A chorus of articles on Reuters and Bloomberg repeatedly point to the lack of investment demand for gold as the reason for gold’s price decline but fail to differentiate between paper gold and the physical bullion market. Doug Pollitt of Toronto broker Pollitt & Co put out a good piece recently that we have grabbed a couple of paragraphs from that which references the lack of warehouse stocks on Comex to cover contracts but also highlights just how much gold has been drained from London vaults over the past four years (gold bullion moving from West to East).

Comex warehouse stocks are all out in the open, published as they are daily. Observers of a more alarmist bent will point to the low levels as compared to the open interest, that is, the paper claims against them. To this, a more sober crowd will say that very few stand for delivery in New York and if someone were to ask for a lot of metal there, somehow, some way, the traders there would find it for them somewhere. That somewhere is by default assumed to be London, the center of global bullion trading for centuries. Warehouse stocks in London are not formally disclosed and there is an unspoken presumption that beneath this cloak of mystique there is all the gold you could ever poke a stick at.
Some good sleuthing by Nick Laird at has gone some small way to lift this cloak. We reference two documents here: an LBMA paper in 2011 and another in 2015. The topic of these presentations do not relate to the question at hand but they do, in the margins, make reference to LBMA stocks. In 2011, LBMA warehouse stocks stood at about 9000 tonnes. In 2015, they stood at about 6250 tonnes. So, over a period of purportedly rising supply, declining demand and declining price, warehouse stocks in London, that well of apparent infinite bullion liquidity, were drawn down a whopping 30%.

Full article available upon request courtesy of Pollitt & Co.

Gold Market Manipulation May be Exposed as Swiss Authorities Join Probe

It should come as no surprise that a number of major banks are under investigation for collusion and manipulation of the gold market after they have been fined for wrong doing in forex and Libor markets. Reuters reports the Swiss government has enjoined the investigation into gold price manipulation and has given UBS criminal immunity to come clean on fellow market participants. Gold price manipulation will be added to rigging of Libor and forex markets by the big banks with few being shocked of the egregious behavior of the banks.

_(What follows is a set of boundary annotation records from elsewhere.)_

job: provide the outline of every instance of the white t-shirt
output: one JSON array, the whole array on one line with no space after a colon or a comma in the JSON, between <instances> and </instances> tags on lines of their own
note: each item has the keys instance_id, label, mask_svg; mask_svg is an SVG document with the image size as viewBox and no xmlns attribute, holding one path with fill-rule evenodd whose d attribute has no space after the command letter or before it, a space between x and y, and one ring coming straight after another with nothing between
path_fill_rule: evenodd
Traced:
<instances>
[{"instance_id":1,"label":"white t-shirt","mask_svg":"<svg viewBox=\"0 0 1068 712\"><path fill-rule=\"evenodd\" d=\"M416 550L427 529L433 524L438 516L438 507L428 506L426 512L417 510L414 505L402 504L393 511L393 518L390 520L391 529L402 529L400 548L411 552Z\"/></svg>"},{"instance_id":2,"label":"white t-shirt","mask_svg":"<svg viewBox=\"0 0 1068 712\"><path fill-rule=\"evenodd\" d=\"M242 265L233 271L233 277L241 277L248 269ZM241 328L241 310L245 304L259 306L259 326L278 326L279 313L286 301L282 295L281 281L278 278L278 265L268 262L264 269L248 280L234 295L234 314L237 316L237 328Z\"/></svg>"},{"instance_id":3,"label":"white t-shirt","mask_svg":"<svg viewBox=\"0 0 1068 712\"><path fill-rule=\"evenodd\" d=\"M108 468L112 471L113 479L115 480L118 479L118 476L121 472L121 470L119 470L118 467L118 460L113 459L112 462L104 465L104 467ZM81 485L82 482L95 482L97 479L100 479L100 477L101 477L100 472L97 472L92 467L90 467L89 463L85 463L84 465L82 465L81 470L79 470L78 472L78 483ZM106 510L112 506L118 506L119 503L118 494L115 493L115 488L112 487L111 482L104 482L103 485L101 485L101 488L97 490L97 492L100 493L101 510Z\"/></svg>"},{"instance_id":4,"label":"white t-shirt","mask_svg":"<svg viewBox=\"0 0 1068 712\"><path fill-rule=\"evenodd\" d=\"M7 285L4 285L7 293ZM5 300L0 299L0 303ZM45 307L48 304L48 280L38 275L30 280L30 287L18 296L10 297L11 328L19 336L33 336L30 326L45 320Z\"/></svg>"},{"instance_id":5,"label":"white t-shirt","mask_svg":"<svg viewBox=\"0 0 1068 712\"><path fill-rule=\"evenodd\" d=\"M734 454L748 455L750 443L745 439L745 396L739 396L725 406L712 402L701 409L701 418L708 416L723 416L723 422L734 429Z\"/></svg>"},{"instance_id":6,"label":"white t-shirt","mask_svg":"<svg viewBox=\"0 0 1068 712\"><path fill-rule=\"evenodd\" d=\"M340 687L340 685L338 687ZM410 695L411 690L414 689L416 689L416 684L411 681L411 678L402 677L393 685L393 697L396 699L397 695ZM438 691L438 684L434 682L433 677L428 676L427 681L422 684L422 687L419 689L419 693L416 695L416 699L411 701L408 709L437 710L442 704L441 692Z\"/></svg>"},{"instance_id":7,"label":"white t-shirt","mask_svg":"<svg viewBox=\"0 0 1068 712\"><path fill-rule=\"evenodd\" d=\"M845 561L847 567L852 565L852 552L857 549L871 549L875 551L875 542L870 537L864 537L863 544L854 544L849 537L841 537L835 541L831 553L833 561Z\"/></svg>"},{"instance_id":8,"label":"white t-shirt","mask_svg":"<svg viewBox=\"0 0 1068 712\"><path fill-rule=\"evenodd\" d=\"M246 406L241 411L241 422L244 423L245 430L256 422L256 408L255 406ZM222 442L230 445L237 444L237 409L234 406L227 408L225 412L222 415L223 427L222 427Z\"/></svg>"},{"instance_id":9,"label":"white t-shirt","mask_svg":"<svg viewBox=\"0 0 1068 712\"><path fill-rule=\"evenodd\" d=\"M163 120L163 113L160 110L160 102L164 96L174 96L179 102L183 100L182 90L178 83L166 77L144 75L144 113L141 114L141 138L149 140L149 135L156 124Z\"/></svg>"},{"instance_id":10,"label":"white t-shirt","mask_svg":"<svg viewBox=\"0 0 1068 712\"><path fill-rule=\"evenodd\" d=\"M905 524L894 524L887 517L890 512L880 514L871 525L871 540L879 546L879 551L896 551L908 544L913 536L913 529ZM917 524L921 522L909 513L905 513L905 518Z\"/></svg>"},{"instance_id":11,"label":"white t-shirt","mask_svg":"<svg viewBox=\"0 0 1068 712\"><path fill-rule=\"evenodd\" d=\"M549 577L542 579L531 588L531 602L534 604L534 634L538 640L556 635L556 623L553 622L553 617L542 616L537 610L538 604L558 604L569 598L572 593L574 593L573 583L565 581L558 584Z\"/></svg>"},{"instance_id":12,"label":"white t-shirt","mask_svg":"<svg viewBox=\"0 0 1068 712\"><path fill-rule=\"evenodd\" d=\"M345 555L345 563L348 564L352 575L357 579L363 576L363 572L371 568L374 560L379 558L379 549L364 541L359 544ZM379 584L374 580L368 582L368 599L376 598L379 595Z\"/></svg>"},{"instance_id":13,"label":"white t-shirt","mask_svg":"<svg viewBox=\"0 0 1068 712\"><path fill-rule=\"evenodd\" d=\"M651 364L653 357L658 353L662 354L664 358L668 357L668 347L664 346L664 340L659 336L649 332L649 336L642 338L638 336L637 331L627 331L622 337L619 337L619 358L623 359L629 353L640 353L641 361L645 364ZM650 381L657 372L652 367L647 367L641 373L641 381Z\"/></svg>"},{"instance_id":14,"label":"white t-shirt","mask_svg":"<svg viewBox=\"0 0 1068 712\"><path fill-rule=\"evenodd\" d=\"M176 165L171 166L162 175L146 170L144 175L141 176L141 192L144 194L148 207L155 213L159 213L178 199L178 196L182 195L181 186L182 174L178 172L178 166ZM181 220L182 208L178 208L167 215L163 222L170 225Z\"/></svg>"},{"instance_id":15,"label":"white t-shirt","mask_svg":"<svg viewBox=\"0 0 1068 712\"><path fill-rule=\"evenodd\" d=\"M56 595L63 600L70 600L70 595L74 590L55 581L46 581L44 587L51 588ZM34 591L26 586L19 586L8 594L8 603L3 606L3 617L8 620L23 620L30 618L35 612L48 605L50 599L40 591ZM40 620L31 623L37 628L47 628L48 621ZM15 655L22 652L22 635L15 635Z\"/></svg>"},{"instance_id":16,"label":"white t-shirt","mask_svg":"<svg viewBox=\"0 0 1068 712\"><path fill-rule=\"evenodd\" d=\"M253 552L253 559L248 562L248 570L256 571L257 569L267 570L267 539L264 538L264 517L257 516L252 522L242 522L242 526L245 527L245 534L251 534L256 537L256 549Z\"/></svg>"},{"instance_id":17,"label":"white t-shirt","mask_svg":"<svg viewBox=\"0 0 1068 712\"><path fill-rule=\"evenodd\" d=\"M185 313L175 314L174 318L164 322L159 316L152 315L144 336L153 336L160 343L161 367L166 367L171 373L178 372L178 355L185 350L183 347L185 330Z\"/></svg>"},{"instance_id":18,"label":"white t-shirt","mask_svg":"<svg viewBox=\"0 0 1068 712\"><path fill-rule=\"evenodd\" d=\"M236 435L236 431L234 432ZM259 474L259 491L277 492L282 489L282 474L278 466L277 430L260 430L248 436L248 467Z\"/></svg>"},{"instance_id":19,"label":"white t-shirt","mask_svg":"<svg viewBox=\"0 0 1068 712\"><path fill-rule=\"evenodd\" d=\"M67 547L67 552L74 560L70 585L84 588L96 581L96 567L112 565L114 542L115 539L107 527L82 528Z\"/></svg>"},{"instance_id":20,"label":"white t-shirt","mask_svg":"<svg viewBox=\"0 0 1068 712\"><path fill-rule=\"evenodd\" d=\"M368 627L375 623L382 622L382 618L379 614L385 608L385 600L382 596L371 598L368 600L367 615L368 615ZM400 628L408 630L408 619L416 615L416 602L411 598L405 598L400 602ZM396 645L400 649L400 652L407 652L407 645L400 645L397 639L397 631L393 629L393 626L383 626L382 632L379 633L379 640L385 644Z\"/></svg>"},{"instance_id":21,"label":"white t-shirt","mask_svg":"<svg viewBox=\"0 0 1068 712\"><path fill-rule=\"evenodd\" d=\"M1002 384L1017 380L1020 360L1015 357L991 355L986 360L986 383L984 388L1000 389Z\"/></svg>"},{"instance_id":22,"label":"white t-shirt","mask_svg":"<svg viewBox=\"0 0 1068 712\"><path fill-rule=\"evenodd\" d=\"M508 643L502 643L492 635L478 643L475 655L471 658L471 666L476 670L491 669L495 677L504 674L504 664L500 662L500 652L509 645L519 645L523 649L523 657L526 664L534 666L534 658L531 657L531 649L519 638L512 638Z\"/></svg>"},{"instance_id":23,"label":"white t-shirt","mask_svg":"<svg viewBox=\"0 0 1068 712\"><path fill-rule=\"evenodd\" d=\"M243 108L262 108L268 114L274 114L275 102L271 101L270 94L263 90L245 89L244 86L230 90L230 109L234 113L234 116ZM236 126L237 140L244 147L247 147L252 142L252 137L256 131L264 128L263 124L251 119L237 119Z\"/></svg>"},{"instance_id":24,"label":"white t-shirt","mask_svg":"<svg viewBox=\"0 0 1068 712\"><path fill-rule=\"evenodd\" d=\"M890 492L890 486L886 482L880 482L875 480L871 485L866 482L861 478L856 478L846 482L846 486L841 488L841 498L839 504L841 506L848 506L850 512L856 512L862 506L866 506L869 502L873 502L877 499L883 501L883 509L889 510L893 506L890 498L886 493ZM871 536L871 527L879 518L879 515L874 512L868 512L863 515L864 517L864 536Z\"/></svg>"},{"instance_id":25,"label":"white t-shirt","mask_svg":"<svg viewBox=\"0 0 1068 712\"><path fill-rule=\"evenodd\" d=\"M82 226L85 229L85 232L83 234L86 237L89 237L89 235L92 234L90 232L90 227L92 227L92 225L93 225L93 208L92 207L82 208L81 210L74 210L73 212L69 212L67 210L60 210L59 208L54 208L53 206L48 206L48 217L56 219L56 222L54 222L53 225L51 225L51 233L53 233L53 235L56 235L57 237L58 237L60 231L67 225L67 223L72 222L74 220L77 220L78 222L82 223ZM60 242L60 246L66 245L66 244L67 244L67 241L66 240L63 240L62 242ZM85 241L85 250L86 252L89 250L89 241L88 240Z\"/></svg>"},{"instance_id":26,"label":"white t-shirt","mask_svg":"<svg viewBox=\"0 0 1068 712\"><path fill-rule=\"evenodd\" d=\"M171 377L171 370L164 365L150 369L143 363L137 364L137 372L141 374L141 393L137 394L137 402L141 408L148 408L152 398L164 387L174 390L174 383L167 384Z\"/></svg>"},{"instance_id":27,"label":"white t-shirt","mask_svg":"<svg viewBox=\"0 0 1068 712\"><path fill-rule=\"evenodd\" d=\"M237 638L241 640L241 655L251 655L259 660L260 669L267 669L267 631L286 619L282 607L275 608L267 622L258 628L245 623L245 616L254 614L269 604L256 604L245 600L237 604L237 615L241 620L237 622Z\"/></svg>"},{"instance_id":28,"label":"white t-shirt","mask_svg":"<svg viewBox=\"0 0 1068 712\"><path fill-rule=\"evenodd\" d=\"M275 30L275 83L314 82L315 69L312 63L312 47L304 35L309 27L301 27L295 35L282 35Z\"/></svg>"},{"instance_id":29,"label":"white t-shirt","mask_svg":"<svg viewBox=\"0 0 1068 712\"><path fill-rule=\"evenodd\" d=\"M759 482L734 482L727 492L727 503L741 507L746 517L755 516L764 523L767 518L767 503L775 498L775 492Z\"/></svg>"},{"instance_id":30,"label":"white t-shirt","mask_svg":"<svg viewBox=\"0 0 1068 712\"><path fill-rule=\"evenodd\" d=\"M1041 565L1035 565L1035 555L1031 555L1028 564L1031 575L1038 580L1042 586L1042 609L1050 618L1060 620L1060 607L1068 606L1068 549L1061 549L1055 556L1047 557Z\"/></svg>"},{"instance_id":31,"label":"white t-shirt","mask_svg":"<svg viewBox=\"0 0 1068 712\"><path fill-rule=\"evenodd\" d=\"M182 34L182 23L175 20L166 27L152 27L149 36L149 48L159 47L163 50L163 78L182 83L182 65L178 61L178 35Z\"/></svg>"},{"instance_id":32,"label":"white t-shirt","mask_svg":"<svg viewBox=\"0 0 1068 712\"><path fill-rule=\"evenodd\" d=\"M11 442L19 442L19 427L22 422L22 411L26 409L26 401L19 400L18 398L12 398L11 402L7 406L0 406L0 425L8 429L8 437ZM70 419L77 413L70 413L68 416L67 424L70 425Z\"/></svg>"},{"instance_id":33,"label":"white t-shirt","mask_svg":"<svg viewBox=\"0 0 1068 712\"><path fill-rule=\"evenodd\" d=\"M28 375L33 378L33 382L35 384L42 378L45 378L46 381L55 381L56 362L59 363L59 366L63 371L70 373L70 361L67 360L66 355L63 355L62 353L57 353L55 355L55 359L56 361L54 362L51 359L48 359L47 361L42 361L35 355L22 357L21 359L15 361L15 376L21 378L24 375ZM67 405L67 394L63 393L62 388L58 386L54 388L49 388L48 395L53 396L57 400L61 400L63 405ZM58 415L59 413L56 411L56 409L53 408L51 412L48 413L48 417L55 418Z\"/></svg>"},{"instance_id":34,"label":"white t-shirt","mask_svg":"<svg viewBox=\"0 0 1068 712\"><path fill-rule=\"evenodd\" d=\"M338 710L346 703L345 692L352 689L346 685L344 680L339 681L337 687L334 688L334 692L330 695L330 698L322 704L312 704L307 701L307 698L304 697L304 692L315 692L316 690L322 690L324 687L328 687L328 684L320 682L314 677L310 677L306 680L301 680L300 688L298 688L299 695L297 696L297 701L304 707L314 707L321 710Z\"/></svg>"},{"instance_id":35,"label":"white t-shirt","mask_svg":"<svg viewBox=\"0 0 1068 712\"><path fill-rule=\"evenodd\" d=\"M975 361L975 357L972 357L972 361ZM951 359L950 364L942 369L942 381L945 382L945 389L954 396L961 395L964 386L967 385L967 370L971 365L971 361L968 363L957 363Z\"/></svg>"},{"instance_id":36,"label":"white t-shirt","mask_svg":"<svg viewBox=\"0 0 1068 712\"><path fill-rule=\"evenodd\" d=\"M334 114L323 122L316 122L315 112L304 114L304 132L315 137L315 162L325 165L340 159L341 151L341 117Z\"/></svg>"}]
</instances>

Read the Reuters article HERE.

The Three Dot Lounge . . .

The IMF is calling for a global recession next year while the Fed grapples with trying to raise rates for the sake of institutional integrity – I think they lost it . . . The markets are hoping that the central bank put is still in place and more elixir is coming in the form of easy money as equity markets have rallied 5% since the disappointing jobs number . . . Ray Dalio of Bridgewater says QE4 is coming . . . Mark Zandi of Moody’s says the Fed is set for December lift off and four increases in 2016 – good luck with that forecast Mark . . . Glencore is still scurrying the globe to assure investors that it is not the next AIG if its credit rating is downgraded on its $50 billion of debt. We shall see as aggressive traders and derivative players have a way of unwinding fast . . . The bond market is screaming global economic weakness is accelerating as corporate credit spreads have widened versus US Treasuries and junk bonds prices have collapsed. The HYG (iShares High Yield Bond ETF) is trading below the important health barometer of 85 with 15.7% of junk debt now in the distressed category . . . The gold story is not just about easy money and currency debasement, it is foremost about credit deterioration as a result of unintended consequences from zero interest rate policy . . . Socgen’s ultra-bear chief strategist, Albert Edwards, is calling for negative rates to be implemented by the Fed . . . At what point do the academics at the Fed get run out of town? . . . Attendance at the Denver Gold Forum was down 12% from last year and the mood was subdued with a lot of “hanging in there” greeting replies . . . We have argued that gold is in a mid-cycle correction and that the gold shares are in a horrible bear market, therefore gold shares are unlikely to bottom ahead of gold prices but rather react to gold prices moving up.